Zapukałem delikatnie do drzwi, miejąc nadzieję, że wkrótce się otworzą i dowiem się jakichkolwiek wyjaśnień.
- O Igorek do mnie przyszedł! - ujrzałem mocno uśmiechniętą Kornelię, która już wyciągała do mnie ręcę, jednak ja szybko zaprzestałem jej gestom.
- Wpuścisz mnie, czy będziemy tak rozmawiać przez drzwi ? - spytałem sucho, na co dziewczyna w serdecznym geście zaprosiła mnie do środka.
- Czym, że to mogę zawdzięczać Twoją wizytę u mnie, kotku ? - spytała mrużąc oczy i siadając nonszalancko przede mną na kanapie.

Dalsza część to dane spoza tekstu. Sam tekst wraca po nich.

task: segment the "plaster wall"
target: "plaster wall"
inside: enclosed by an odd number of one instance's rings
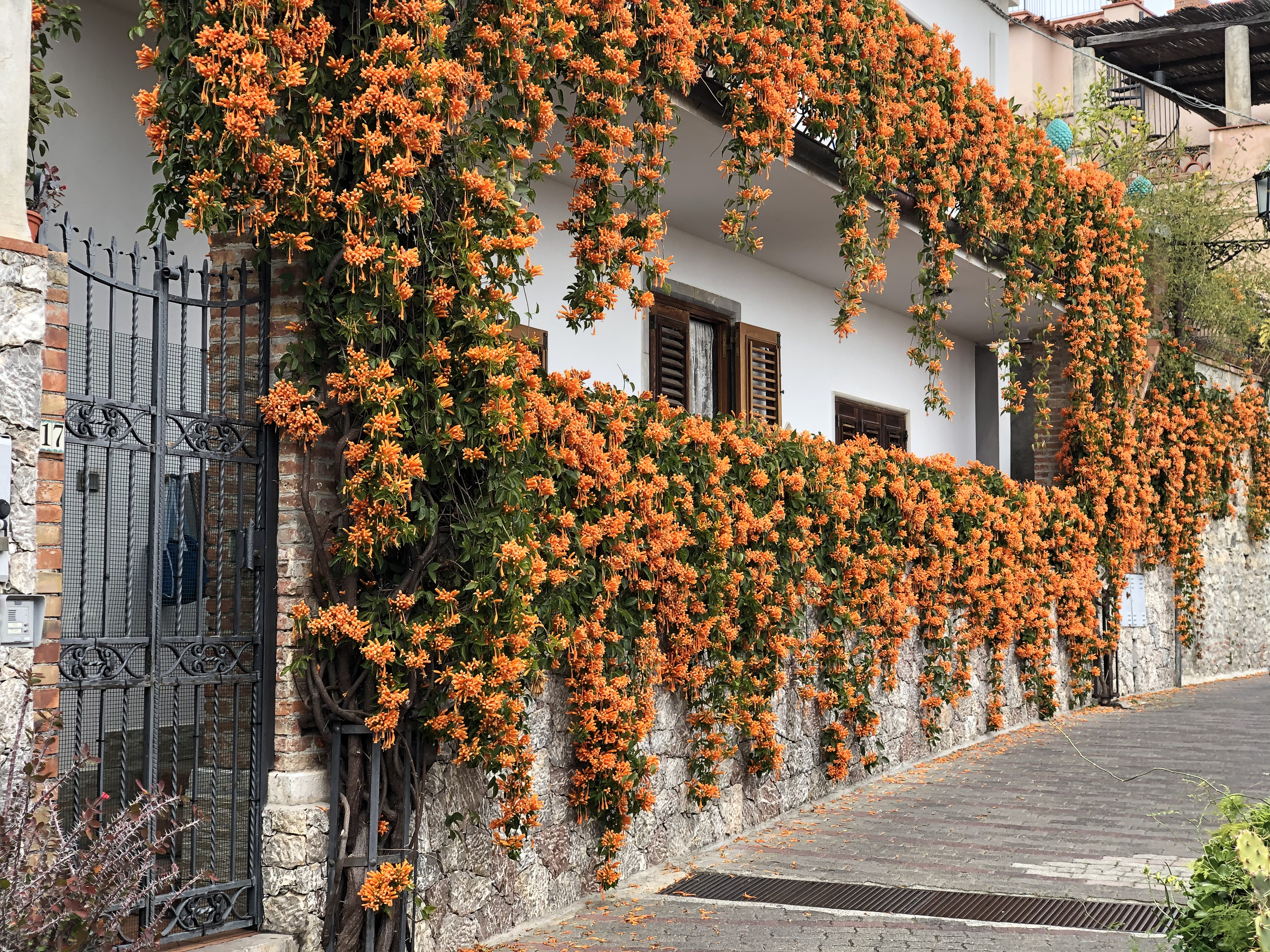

- Nie zgrywaj durnej, wiem co zrobiłaś, tylko zastanawia mnie fakt co tu jeszcze robisz, w końcu dopiełaś swego. - warknąłem napinając wszystkie mięśnie.
- O, czyli twoja Nina już się dowiedziała o wszystkim. - wyszczerzyła zęby w geście zadowolenia. - A miałam taką szczerą ochotę sama jej o tym wszystkim opowiedzieć. - dodała uwydatniając zmarszczkę na czole.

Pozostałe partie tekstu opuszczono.